Know its a long shot but as anyone got a photo of Dean Quarry with ships alongside if possible? or Know of any which are on the web.
Thanks.
Neil


----------



## lakercapt

Google" Dean Quarry" and there are pics of ships alongside as well as other pertinent information


----------



## Hugh Ferguson

Here's one!


----------



## Anchorman

Thanks Lakercapt and Hugh. I tried before but couldnt find decent photo. The one Hugh put up is about best. I did a year running from Dean to Mulberry wharf (think its how the grey hair started) but unfortunately never took photos.
Brgds
Neil


----------



## Hugh Ferguson

This is same photo enlarged 150%. I'll keep an eye open for a better picture; I'm sure I will have one it's just a case of finding it!
Falmouth pilots do the piloting-try giving them a call.


----------



## Runrig

Also look at the book 'Coasters of Cornwall', pages 54 to 57.


----------



## cajef

I was based in Falmouth with Decca for several years, if we had a boat requiring service on any of our equipment that was going to Dean Quarry we used to join and leave the ship with the pilot in Falmouth Bay. 

It gave us a bit of extra time as the vessels could only be alongside the berth at the quarry for about three hours on the top of the tide, not the most pleasant place to be as it was pretty exposed and there was always a fair swell when you were on the berth.

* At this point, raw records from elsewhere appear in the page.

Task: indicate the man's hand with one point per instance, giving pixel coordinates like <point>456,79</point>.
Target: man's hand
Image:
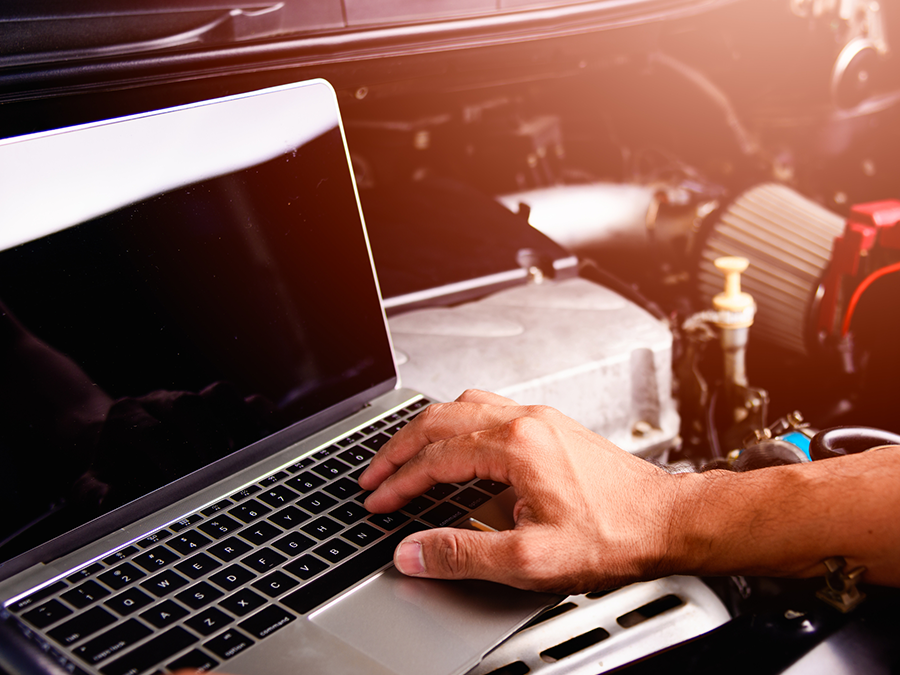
<point>588,514</point>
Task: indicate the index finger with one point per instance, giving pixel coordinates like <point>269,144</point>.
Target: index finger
<point>437,422</point>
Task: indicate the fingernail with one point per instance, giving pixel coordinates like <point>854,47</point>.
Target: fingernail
<point>408,558</point>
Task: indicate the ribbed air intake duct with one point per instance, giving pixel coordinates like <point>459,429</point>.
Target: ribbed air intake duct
<point>788,240</point>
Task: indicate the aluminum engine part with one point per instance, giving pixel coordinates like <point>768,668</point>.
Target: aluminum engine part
<point>570,344</point>
<point>584,217</point>
<point>588,635</point>
<point>788,240</point>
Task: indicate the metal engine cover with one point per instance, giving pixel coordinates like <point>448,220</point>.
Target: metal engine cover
<point>570,344</point>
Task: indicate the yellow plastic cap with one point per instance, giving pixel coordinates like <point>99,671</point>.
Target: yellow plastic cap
<point>732,301</point>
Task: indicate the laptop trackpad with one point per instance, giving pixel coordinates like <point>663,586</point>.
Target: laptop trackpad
<point>445,626</point>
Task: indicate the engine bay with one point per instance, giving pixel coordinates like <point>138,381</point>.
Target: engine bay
<point>689,227</point>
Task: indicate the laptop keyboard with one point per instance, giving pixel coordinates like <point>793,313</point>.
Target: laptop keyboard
<point>210,585</point>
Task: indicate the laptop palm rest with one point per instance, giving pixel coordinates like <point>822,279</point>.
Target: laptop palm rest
<point>447,625</point>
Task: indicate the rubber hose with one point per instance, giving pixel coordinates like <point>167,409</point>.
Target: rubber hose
<point>839,441</point>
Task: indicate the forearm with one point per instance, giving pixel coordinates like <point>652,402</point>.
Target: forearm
<point>784,521</point>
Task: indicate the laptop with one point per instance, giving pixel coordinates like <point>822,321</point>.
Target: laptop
<point>196,370</point>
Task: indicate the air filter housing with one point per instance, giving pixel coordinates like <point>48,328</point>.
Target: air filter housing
<point>788,240</point>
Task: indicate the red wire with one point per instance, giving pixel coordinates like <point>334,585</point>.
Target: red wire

The quarry closed down several years ago but can be seen quite clearly from the coastal path which wends its way round it.


----------



## tzinieres

loaded stone there in the early 70's for Deptford Creek. swell increased before completion and had to leave in a hurry.


----------



## booma

Found this one on google.


----------



## skiboo

used to run in there very often in mid70s late 80s when iwas skipper on helena/c greta/c brenda/c betty/c mary/c heleen/c mark/c loaded for cowes
shoreham london river granville dock dover not a nice place at best of times 
we were caught out a few times whe wind freshend from eastard skiboo


----------



## tom binding

*dean quarry*

If you are still looking for a good picture try Bernard Macall (coastal shipping magazine)i remember seeing a photo in one of his coastal publications


----------



## doncontrols

Here's another one: Dean Quarry loading


----------